- Associated Press - Wednesday, June 29, 2016

JACKSON, Miss. (AP) - Mississippi Gov. Phil Bryant has gotten lawmakers’ permission to pull tens of millions more dollars from financial reserves to cover deficits as the state budget year ends - but he got it only after a contentious House debate in which one Democrat called the budget a “hot mess.”

Meeting in special session, House members spent more than three hours bickering Wednesday before voting 72-38 for a bill the Senate had passed more easily the day before. Ten House members were absent or didn’t vote, and two seats are vacant. The vote was largely along party lines, with most Republicans in support and most Democrats in opposition.

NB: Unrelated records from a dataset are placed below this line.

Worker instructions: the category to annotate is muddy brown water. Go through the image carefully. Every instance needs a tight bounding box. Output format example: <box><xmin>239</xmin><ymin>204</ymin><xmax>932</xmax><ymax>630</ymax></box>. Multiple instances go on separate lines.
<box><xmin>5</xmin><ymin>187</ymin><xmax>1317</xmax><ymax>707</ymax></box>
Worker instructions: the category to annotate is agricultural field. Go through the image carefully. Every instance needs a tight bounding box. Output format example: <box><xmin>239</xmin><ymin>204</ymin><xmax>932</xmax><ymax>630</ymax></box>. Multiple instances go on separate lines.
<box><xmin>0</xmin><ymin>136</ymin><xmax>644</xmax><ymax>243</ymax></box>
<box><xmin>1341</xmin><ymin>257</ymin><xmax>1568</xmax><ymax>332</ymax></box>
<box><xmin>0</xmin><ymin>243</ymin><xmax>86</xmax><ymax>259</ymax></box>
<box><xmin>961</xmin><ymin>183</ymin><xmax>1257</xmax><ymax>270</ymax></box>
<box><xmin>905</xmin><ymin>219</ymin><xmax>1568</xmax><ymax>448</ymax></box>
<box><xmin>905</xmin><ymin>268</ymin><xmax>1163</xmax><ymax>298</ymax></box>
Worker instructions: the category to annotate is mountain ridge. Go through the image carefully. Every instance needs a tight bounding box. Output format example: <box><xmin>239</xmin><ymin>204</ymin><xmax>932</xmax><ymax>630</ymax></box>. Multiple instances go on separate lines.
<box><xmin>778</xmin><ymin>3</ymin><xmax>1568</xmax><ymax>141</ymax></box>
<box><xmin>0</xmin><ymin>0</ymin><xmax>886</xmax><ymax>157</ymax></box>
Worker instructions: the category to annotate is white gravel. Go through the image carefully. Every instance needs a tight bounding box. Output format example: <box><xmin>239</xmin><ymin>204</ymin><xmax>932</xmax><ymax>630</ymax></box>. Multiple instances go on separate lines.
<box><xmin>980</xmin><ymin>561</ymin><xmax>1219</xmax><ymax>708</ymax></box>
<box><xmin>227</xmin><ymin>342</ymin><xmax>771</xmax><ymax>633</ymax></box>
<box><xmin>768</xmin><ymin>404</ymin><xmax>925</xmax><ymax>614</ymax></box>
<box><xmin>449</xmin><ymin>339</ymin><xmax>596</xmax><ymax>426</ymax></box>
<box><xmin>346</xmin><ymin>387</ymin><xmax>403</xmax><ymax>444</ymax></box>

Rep. Robert Johnson, D-Natchez, said the Republican supermajority has excluded Democrats from writing budgets and Republicans are shrinking government to the point that it’s hurting people’s lives. He warned that Mississippi is on track to have massive budget problems like Kansas and Louisiana.

“We’re going to give you a hot mess. You want it? You’re getting ready to have it,” Johnson said. “Sweat it out. Watch it go down in flames. … It won’t get corrected until everybody feels the pain.”

Senate Bill 2001 says that only for this budget year, which ends at midnight Thursday, the governor may withdraw more than $50 million from the state rainy day fund.

With state tax collections falling significantly behind expectations, Republican Bryant had already made two rounds of budget cuts and withdrawn $45 million from the rainy day fund earlier this year. The fund has a $349 million balance, and Republican legislative leaders said they expect Bryant will need to withdraw about another $60 million.

House Appropriations Committee Chairman Herb Frierson, R-Poplarville, said every budget is based on experts’ estimate of how much money the state might collect in taxes and fees in a given year.

For the year that’s about to end, he said: “The estimate was wrong because we didn’t see some things going on in the economy.”

When Democrats asked whether tax cuts in recent years are to blame for the budget shortfall, Frierson said many of them had voted for the cuts. He also said many of them had voted for the current budget, which was adopted in the spring of 2015 - the final year of the previous four-year term.

“If you vote for an appropriation and the appropriation goes (in) disarray and you voted yes for it, you are as responsible for it as I am,” said Frierson, who is in his final days as a legislator. He becomes director of the state Department of Revenue when the new budget year begins Friday.